Retract bogus safety claim, MP tells PEMANDU


KUALA LUMPUR, Sept 4 — Opposition lawmaker Tony Pua today accused the government’s efficiency unit PEMANDU of laying a bogus claim to Malaysia being the safest country in the region and urged it to take back the declaration which, he said, was based on misleading crime data.

He also urged the government agency to revamp its entire crime reporting and evaluation system for an accurate depiction of the real crime situation in the country instead of focusing on battling negative public perception on domestic security.

“PEMANDU must retract its bogus claim of Malaysia being Southeast Asia’s safest country by using misleading and manipulated crime statistics,” Pua (picture), the Petaling Jaya Utara MP, said in a statement.

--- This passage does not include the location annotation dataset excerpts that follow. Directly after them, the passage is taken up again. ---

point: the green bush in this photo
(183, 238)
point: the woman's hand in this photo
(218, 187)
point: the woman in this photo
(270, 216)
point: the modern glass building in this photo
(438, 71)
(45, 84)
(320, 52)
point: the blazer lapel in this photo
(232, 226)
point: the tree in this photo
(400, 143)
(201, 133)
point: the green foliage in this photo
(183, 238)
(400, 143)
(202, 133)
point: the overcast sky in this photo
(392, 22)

The agency had boasted of Malaysia being ranked the “most peaceful” and “safest nation” in Southeast Asia and fourth safest in the Asia-Pacific, ahead of Singapore and just behind New Zealand, Japan and Australia, in the fifth edition of the Global Peace Index 2011 in its Government Transformation Programme (GTP) Annual Report the same year as well as in presentations, Pua noted.

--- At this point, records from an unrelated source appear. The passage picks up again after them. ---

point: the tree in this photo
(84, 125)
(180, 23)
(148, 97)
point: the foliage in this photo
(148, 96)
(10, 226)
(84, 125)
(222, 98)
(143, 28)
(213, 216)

He also noted PEMANDU had claimed credit for Malaysia being “ranked the safest country among 19 upper-middle-income countries by the World Justice Project’s Rule of Law Index 2011”.

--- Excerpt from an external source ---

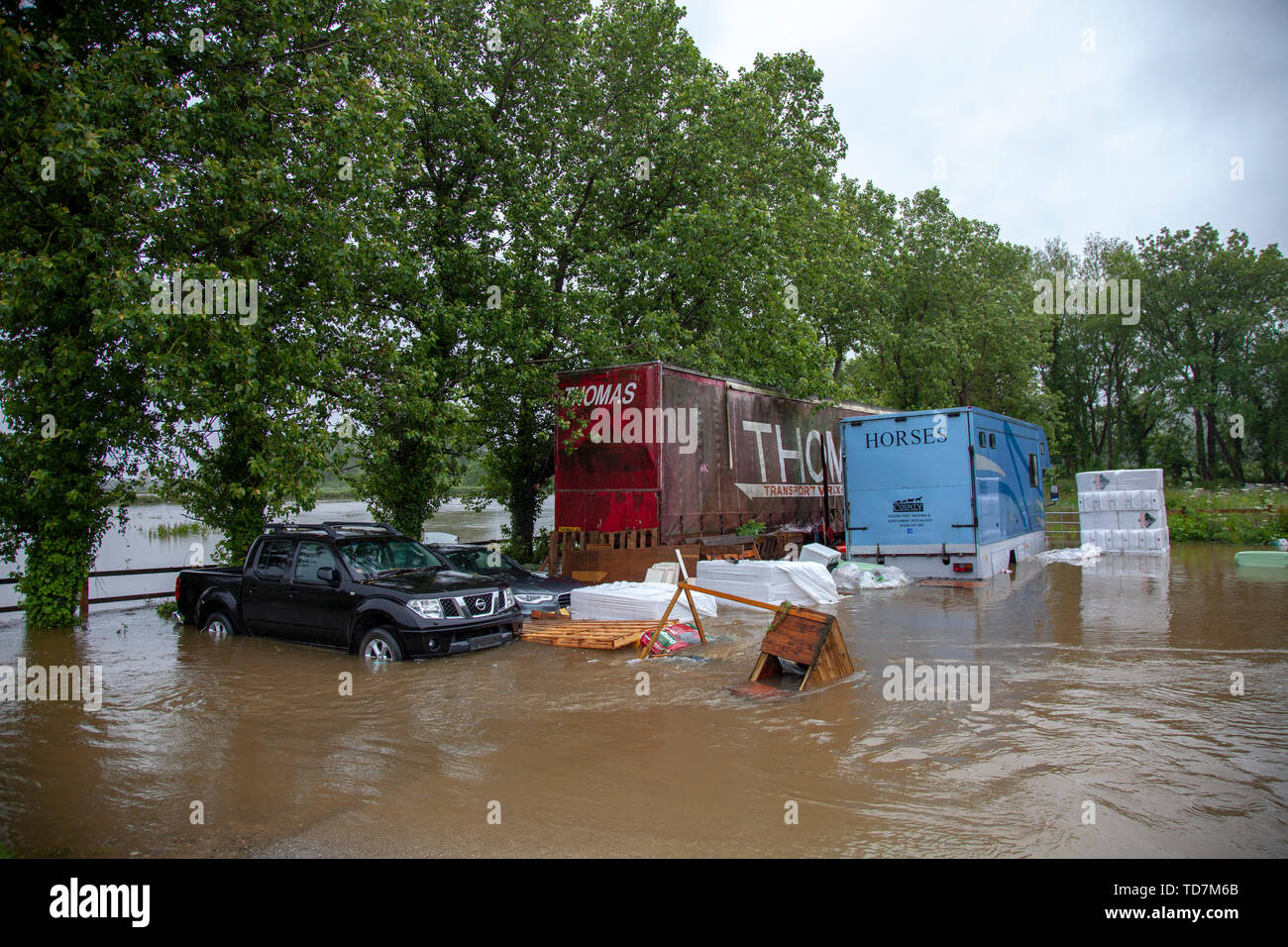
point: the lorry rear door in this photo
(909, 482)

But the DAP publicity chief insisted that such claims were negligible in the face of allegations raised last month by an anonymous letter writer, under the pseudonym Sumun Osram, who claimed to be a policeman, that the government’s crime statistics had been manipulated to paint a rosier image of domestic security.

“The recent expose accused the Royal Malaysia Police (PDRM) of manipulating crime statistics to present an artificial picture of the crime situation in Malaysia was confirmed with the data provided by PDRM,” Pua said.

He said based on police statistics, official crime statistics had dropped from a total 209,572 cases in 2007 to 157,891 in 2011, or 24.7 per cent within the four-year period.

“However, this was achieved at the expense of the unpublished ‘non-index crime’, which increased from 42,752 to 72,106 or a massive 68.7 per cent over the same period,” Pua said.

In Malaysia, the police divide crime into two categories, index and non-index — the former defined as crime that is reported with sufficient regularity and significance to be a meaningful indicator of the crime situation while the latter is regarded as minor in nature.

He urged the government’s efficiency agency to stop “crowing” about its “bogus” achievements in battling crime and buckle down to overhauling its entire crime reporting and evaluation mechanism.

“PEMANDU must immediately recommend the scrapping of the ludicrous official ‘index crime’ and the hidden ‘non-index crime’ classifications which are clearly subjected to manipulation and to artificially improve ‘perception’ among Malaysians,” he said.

PEMANDU has had to repeatedly defend itself from public criticism after a spate of crime incidents that seemed to contradict the image painted by its crime statistics.

The agency, along with the police and Home Ministry, has continued to stand by its claim that the country’s crime rate has dipped considerably since initiatives under the Government Transformation Programme (GTP) were put in place two years ago.

PEMANDU’s crime reduction national key results areas (NKRA) director Eugene Teh had in July released fresh statistics to show that index crime in Malaysia dropped by 10.1 per cent from January to May this year compared with the same period last year.

The agency had earlier released figures to show that index crime had dropped by 11.1 per cent from 2010 to last year while street crime dipped 39.7 per cent in the same period.